“Success is nothing without someone you love to share it with.” So says Brian (Billy Dee Williams), the primary love interest in Berry Gordy’s Mahogany (1975), sometime around the film’s midpoint. He’s saying so to the title character (Diana Ross), who was born a less glamorous “Tracy,” a little while after she’s moved from the Chicago where they first met to Italy.
Mahogany initially found success in Rome as a supermodel; more recently, she’s rebranded as a big-name fashion designer. It’s a dream come true, but the realities of her seen-through dream aren’t quite as picturesque as she’d imagined them. Pressures and superficial social dynamics evocative of game-playing are getting to her; she’s becoming increasingly brittle and sapped by disillusionment. (When Brian and Tracy first met, she was still in the “aspiring” era of her career — the student who put rhinestones on things even when her instructor was adamant, to her specifically, she not.) The aforementioned line, we hope, portends a happy ending. Even though it’s finally in a sturdy place after years of struggle, another major reason Tracy isn’t having a very good time in her career is that the man she loves isn’t by her side. Once they’re finally together, after some time separately exploring themselves, the stresses of her job won’t get to her with the same destructiveness with a sturdy foundation at home.
But unsurprisingly for a movie that has until this point framed the fashion industry as nothing but a cesspool, and Tracy’s pursuit of a place within it rather silly, the line actually is another inflection of Mahogany‘s undergirding of misogyny. I generally agree with the suggestion that love is more valuable a thing in life than success. But the film approaches it more in the sense of, a man’s success is nothing without a woman putting her separate dreams aside to share it with. A woman’s success being nothing without a man to share with it isn’t even a question. Mahogany, spoiler alert, disappointingly finds Mahogany relinquishing the fashion career she’s always dreamed of so that she simply can be the wife of Brian, who has long been a community activist in their shared Chicago hometown and is now pursuing a career in politics. The script, from Bob Merrill and John Byrum, looks at this as good and natural — the way things are supposed to be and, therefore, more spiritually enriching for everybody.
Mahogany could still have ended this way and been powerful if its scaffolding had been different. The movie could have been a devastating movie about a Black woman becoming the rare person of her race and gender making it big in the fashion industry only to find it too wearying to navigate a space so dominated by white gatekeepers, and having to continue measure her success partly by how profitable it is. It could have been a film about how the intersection of art and commerce ultimately is bad for art.
Mahogany is not incorrectly critical of the materialism and elitism rampant in the industry (and how it can, as exemplified in Mahogany’s increasingly blustery behavior, engender a certain spiritual rot). But because it never takes fashion seriously in general, the film avoids having anything touching it be framed with any nuance. It’s quick to write off Mahogany’s creativity as itself trivial. You sense Mahogany impatient for its heroine to fall in line — to make her realize that her life will be much worthier if she devotes it to her husband and his passions.

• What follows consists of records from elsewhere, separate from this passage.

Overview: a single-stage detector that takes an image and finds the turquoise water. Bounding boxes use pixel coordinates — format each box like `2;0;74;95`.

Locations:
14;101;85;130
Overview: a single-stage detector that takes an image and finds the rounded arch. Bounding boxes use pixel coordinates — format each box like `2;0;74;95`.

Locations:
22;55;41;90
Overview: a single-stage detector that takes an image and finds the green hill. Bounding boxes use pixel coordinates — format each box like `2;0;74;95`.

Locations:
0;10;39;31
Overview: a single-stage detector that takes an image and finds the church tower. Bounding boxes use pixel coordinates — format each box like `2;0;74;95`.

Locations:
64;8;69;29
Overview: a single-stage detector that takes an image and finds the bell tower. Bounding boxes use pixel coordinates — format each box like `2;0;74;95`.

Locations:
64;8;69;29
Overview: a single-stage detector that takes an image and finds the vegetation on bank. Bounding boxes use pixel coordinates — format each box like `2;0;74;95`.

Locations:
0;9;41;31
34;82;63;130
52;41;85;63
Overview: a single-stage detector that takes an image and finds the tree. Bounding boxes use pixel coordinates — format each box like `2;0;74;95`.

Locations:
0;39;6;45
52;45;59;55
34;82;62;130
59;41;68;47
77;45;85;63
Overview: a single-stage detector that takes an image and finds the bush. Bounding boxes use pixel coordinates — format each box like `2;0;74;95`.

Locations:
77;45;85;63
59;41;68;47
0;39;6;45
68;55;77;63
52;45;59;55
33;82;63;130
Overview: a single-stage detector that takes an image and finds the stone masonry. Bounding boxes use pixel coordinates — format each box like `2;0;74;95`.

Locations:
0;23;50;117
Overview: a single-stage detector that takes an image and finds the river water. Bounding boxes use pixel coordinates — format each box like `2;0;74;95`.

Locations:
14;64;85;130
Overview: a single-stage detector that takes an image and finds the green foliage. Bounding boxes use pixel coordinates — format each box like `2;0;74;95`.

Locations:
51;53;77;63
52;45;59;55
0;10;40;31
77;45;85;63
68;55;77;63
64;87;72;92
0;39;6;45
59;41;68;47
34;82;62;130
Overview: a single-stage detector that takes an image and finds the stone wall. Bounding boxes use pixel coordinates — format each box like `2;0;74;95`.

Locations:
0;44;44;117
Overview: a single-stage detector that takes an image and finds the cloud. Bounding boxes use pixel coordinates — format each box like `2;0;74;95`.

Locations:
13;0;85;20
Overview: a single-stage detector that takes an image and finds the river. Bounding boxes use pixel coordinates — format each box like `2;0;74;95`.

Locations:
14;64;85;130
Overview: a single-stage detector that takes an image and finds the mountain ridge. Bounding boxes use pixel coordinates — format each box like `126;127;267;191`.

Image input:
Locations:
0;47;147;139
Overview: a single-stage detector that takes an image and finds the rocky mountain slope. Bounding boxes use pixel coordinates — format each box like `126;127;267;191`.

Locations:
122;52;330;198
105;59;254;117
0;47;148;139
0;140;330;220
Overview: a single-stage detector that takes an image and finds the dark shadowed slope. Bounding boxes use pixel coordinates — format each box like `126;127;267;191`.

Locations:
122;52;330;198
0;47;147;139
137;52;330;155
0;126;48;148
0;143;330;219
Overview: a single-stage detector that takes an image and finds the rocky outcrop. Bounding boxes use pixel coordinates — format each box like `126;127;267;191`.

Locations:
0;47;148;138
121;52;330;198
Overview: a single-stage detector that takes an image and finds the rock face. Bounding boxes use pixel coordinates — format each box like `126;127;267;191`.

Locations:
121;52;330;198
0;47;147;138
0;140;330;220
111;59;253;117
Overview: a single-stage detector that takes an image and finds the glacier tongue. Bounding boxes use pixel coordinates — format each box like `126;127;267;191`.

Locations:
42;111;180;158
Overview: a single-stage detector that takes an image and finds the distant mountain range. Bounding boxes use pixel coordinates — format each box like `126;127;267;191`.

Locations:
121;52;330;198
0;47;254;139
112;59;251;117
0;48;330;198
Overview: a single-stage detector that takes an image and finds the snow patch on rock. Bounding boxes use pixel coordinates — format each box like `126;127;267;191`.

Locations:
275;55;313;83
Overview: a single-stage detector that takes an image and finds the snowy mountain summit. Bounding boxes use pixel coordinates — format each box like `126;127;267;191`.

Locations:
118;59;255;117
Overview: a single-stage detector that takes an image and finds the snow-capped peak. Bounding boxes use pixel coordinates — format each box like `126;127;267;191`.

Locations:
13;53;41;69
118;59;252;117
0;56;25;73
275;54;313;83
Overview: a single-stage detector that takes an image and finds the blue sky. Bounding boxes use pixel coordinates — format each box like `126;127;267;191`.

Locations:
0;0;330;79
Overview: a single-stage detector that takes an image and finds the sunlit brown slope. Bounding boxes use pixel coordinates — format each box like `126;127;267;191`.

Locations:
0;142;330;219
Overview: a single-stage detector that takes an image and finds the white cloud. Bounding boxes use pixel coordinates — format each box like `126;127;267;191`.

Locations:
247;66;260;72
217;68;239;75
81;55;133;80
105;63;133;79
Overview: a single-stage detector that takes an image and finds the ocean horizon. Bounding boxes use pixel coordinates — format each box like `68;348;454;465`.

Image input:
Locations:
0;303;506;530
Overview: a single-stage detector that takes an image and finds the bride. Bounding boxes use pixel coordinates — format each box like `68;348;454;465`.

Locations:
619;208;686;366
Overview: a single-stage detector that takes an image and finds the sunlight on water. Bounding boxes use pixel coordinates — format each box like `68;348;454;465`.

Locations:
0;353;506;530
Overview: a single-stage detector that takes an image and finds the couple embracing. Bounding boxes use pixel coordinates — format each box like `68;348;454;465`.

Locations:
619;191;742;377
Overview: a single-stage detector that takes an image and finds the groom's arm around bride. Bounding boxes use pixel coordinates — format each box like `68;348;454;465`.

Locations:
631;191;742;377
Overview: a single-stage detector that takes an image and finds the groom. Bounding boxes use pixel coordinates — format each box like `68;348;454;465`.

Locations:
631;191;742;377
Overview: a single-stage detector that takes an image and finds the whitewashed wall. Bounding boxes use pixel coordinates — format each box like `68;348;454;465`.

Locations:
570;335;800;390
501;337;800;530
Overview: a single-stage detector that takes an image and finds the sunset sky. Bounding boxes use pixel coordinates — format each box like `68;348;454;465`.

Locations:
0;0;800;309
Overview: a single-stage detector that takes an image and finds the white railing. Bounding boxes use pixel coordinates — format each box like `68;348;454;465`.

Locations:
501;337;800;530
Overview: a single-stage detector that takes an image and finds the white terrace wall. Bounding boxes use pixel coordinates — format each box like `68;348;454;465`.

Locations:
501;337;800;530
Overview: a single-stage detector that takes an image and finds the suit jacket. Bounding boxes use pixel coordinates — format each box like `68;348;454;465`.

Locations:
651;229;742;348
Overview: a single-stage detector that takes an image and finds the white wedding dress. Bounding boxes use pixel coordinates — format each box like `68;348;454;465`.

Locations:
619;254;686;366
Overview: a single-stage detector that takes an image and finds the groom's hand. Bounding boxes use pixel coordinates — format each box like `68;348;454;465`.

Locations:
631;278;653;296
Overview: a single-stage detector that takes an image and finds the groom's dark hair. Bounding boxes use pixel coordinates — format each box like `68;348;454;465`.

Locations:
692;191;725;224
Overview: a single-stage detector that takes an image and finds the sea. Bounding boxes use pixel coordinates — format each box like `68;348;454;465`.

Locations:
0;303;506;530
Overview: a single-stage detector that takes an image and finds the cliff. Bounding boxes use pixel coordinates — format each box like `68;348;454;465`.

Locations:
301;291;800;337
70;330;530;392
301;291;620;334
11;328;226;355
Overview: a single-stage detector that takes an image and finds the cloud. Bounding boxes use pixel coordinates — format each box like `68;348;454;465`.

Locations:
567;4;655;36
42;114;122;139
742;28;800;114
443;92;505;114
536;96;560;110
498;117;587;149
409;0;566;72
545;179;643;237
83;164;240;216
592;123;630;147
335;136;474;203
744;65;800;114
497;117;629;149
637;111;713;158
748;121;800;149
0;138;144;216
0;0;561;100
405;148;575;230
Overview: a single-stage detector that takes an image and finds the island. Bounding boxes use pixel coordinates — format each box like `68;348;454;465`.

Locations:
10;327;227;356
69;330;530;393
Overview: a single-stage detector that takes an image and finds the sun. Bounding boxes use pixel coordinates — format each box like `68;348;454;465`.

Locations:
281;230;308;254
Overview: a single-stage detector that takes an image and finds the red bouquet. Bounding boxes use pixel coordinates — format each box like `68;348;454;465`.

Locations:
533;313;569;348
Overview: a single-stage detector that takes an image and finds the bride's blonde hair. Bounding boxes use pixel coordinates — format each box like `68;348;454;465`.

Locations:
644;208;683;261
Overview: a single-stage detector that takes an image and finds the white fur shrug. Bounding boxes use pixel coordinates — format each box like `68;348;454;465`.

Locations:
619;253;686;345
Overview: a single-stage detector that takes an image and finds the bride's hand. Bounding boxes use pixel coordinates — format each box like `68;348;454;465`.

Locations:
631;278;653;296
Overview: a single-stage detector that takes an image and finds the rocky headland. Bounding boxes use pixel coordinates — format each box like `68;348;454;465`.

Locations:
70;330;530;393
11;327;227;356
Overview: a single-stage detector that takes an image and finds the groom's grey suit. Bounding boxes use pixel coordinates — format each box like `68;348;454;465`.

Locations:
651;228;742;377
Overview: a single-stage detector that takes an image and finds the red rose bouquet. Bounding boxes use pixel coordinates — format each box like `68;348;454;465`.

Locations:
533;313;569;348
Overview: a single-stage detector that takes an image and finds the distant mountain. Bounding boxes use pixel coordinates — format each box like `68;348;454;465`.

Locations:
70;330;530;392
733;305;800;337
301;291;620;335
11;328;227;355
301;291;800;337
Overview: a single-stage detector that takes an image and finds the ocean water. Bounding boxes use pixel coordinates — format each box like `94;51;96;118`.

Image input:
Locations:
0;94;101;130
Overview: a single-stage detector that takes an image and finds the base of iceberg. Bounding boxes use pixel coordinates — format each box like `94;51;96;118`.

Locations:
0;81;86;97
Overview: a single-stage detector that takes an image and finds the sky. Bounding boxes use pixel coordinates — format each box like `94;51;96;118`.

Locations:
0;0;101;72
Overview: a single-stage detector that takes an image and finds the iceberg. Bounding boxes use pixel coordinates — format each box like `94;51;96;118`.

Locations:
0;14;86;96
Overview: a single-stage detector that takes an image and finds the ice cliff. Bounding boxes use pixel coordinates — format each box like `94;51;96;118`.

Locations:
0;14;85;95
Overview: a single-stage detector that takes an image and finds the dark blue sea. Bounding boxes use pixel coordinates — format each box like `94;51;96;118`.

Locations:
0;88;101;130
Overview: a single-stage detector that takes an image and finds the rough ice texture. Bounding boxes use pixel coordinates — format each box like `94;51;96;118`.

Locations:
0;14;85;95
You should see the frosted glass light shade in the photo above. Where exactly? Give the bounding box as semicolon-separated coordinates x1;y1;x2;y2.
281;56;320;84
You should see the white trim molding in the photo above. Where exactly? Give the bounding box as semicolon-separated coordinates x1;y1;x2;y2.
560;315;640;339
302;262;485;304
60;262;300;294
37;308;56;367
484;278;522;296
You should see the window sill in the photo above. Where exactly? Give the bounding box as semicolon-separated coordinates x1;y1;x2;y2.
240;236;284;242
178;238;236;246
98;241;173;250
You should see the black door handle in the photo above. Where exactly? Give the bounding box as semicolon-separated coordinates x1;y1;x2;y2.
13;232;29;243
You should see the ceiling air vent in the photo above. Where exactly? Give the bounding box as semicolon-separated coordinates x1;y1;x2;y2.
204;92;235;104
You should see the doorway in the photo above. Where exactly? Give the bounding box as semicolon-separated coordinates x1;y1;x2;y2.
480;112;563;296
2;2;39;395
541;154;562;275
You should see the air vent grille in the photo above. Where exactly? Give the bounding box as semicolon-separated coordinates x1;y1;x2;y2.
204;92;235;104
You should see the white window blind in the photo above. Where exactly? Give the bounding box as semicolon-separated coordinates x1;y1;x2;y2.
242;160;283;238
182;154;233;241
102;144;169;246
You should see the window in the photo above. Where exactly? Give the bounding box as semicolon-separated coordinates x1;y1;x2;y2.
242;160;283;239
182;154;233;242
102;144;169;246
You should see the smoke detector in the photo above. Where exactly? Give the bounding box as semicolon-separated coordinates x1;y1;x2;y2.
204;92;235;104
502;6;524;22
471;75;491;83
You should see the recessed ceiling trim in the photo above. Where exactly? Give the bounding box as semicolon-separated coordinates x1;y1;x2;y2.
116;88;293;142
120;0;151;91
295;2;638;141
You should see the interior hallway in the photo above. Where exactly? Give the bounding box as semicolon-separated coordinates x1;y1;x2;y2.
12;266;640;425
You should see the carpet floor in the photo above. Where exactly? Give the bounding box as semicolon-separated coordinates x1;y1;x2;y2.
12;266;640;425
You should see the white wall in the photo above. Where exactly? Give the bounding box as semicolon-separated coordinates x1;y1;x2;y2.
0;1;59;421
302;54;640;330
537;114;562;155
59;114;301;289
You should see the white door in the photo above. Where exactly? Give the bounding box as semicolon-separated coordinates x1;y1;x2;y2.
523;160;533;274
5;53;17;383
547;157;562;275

Even style, something you’d think the film would have more of considering how closely it works with fashion, is in the kind of short supply that doesn’t rise to the occasion of being anything like a saving grace. Gordy, coming in as a last-minute replacement after the film’s original director, Tony Richardson, was fired from the project, directs competently. But it’s the type of competence suggesting a director trying so hard to keep a ship afloat that he couldn’t care less whether the movie was dramatically sensible or had much visual appeal.
Ross is predictably the most effective part of Mahogany. Even with material this misguided, her superstar charisma is almost impossible to neutralize; she’s radiant even though most of her character’s actions and decision-making can be baffling. The second-most-effective part of the movie, though often derailed by its own quasi-campy exaggeratedness, is the exploitative creative and personal relationship Mahogany enters early on with a fashion photographer played by Anthony Perkins.
In his most famous role, in Alfred Hitchcock’s Psycho (1960), Perkins mastered the art of telegraphing chaotic, compulsive evil. In Mahogany, he gives us an evil comparatively calculated and manipulative, his character molding Tracy into an iconic model though only in his image. When she diverges from it, he only vengefully makes it more difficult for her to try to find success on her own terms in the industry; early on, for instance, he attempts, near successfully, to sabotage her first attempt at selling an original creation at a high-stakes show. It’s a dynamic bespeaking how quickly someone can become a pariah — especially when that someone is a woman of color — in the industry you’d found success in by wandering too far out of the mold in which you’d been created, the lane that has been constructed for you.
Mahogany doesn’t portray this relationship with much interest in realism, though. It’s played so broadly (Perkins’ work, though entertaining, is only a decibel or two below “lunatic”) that it comes across like a parody of a noxious Svengali. Real harms feel flattened, like a font of demented comedy, in the process. Mahogany never feels very serious outside of its moral message. Its dour, one-dimensionally cynical approach nullifies the power of a story whose big potential only gets more and more trampled on the more it unravels, just like its heroine’s.